Oh apologies. I misunderstood. I thought he was sleeping well and you were just going to introduce it for transferring to the cot.

9 hours fighting sleep... God yes, use the dummy, a thousand times over!

Kafri · 28/11/2013 08:02

I have found our routine has altered slightly over time.

As a tiny, he hater bath time so bathing him right before bed was a bad idea. In fact, we found it far easier to take him in the shower with either DH or myself while the other one dried and dressed him.

As a pp said, DS was a refluxer and his consultant recommended we try a dummy however DS was very adamant in his refusal of said dummy.

I don't mean we've constantly changed his routine as I do believe consistency is key but it has altered slightly as time has passed. For instance we ended up moving it from 7 to half past for a short period and now it's back at 7.

We now do bath at 6 and he plays quietly for a bit before bottle and bed at 7, sometimes 6.45 if he's really tired.

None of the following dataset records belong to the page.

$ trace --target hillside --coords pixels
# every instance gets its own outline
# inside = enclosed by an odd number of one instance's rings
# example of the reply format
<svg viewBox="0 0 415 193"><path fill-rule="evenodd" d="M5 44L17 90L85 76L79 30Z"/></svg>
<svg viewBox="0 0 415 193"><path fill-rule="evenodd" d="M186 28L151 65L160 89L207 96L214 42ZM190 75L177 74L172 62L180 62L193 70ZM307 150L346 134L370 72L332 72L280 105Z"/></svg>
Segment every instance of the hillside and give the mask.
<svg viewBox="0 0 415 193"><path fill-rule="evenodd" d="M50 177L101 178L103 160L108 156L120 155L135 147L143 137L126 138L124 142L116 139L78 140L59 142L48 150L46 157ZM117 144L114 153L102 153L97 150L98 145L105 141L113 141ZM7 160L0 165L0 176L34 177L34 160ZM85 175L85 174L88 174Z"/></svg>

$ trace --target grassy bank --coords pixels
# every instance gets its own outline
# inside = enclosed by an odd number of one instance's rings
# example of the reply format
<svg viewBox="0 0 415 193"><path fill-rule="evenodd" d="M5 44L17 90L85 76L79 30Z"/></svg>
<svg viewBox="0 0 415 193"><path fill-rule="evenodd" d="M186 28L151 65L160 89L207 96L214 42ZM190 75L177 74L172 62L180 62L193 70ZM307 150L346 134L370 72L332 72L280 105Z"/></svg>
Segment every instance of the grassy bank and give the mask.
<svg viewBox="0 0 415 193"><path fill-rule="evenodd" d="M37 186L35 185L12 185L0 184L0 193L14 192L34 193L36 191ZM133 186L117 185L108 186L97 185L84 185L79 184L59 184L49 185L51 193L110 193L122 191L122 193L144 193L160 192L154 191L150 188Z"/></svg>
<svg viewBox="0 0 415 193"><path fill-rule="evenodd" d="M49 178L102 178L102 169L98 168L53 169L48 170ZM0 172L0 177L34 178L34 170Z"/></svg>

Should add at this point that this has all been over time - DS will be 1 at Xmas.

I'm sure people will disagree with me here but I really don't think at such a young age you can plan a routine as such, I think baby and you will fall into a routine which you can tweak to make suit your evening. I'm not even sure if I've explained that all that well.

TicTacZebra · 28/11/2013 08:12

Are you breastfeeding? A lot of breastfed babies won't even accept a dummy.

Your routine sounds great but I personally think your baby is a bit young yet. And as someone else said, to reduce SIDS risk, you should have your baby sleeping in the same room as you for 6 months.